Overall, the authors reveal a new disease mechanism associated with ankylosing spondylitis pathogenesis – the overexpression of Smurf2 in MSCs leads to the degradation of PTX3, thereby promoting an increase in angiogenic activity. For more on the abnormal functions of tissue-resident stem cells during disease, stay tuned to the Stem Cells Portal!


References

  1. Appel H, Kuhne M, Spiekermann S, et al., Immunohistochemical analysis of hip arthritis in ankylosing spondylitis: Evaluation of the bone–cartilage interface and subchondral bone marrow. Arthritis & Rheumatism 2006;54:1805-1813.
  2. Mohanty ST, Kottam L, Gambardella A, et al., Alterations in the self-renewal and differentiation ability of bone marrow mesenchymal stem cells in a mouse model of rheumatoid arthritis. Arthritis Research & Therapy 2010;12:R149.

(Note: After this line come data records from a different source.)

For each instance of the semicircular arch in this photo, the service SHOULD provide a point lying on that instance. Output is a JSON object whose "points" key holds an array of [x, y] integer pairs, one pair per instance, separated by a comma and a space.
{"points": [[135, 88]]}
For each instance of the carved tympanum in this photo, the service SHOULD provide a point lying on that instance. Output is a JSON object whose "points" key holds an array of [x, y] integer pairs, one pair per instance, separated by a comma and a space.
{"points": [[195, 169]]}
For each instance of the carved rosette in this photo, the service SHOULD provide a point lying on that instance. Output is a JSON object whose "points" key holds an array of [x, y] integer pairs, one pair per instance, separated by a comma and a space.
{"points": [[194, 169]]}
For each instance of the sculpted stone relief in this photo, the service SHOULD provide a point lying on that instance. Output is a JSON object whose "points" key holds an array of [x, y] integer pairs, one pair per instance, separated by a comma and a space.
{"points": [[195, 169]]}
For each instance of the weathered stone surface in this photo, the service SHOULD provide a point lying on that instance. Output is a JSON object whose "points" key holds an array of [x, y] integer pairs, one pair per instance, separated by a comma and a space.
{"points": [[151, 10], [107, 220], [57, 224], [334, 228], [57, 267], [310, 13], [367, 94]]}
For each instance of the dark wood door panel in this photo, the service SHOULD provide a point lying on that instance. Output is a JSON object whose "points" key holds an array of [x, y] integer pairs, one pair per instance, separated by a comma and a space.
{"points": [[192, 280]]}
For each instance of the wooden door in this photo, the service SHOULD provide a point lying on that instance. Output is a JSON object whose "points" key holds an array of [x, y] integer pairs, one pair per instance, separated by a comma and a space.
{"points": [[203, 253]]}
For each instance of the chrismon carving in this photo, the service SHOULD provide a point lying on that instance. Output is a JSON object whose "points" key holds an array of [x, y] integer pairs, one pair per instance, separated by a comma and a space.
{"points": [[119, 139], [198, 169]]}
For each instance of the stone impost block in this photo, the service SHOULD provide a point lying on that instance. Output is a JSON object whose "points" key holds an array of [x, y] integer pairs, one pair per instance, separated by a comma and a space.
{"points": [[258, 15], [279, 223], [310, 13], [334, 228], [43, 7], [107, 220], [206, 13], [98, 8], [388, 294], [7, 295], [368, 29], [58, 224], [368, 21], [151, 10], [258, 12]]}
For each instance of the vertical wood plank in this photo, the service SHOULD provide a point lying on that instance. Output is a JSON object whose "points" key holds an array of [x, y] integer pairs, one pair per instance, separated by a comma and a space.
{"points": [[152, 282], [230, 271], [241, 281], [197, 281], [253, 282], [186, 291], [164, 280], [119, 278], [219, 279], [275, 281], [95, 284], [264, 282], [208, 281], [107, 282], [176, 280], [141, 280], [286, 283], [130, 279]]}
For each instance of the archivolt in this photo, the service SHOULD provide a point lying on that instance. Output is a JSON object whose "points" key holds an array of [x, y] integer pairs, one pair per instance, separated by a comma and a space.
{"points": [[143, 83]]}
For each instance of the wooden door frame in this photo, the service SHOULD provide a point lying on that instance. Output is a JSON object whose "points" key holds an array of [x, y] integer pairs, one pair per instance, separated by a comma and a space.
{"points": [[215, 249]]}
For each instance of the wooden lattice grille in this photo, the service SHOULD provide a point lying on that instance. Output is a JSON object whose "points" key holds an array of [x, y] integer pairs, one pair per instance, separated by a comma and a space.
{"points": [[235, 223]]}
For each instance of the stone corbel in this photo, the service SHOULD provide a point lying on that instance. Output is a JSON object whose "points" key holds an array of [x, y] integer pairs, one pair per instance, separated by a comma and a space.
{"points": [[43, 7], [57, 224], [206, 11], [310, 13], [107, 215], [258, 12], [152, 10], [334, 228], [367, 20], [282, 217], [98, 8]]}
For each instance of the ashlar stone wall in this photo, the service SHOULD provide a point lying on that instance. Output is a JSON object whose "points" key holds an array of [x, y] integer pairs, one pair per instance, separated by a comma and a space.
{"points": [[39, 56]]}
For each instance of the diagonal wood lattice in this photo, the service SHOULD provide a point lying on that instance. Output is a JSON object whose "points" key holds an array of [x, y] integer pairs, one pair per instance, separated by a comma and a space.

  3. Halpern JL, Kilbarger A, and Lynch CC, Mesenchymal stem cells promote mammary cancer cell migration in vitro via the CXCR2 receptor. Cancer Letters 2011;308:91-99.
  4. Rahimi N, The Ubiquitin-Proteasome System Meets Angiogenesis. Molecular Cancer Therapeutics 2012;11:538.
  5. Wright C, Edelmann M, diGleria K, et al., Ankylosing spondylitis monocytes show upregulation of proteins involved in inflammation and the ubiquitin-proteasome pathway. Annals of the Rheumatic Diseases 2009;68:1626.
  6. Ma M, Yang W, Cai Z, et al., SMAD-specific E3 ubiquitin ligase 2 promotes angiogenesis by facilitating PTX3 degradation in MSCs from patients with ankylosing spondylitis. STEM CELLS 2021;39:581-599.
  7. Zuscik MJ, Rosier RN, and Schwarz EM, Altered negative regulation of transforming growth factor β signaling in scleroderma: Potential involvement of SMURF2 in disease. Arthritis & Rheumatism 2003;48:1779-1780.
  8. Zhang X and Ding W, Association of Genetic Variants in Pentraxin 3 Gene with Ankylosing Spondylitis. Medical Science Monitor 2016;22:2911-6.
  9. Colbert RA, DeLay ML, Klenk EI, et al., From HLA-B27 to spondyloarthritis: a journey through the ER. Immunological Reviews 2010;233:181-202.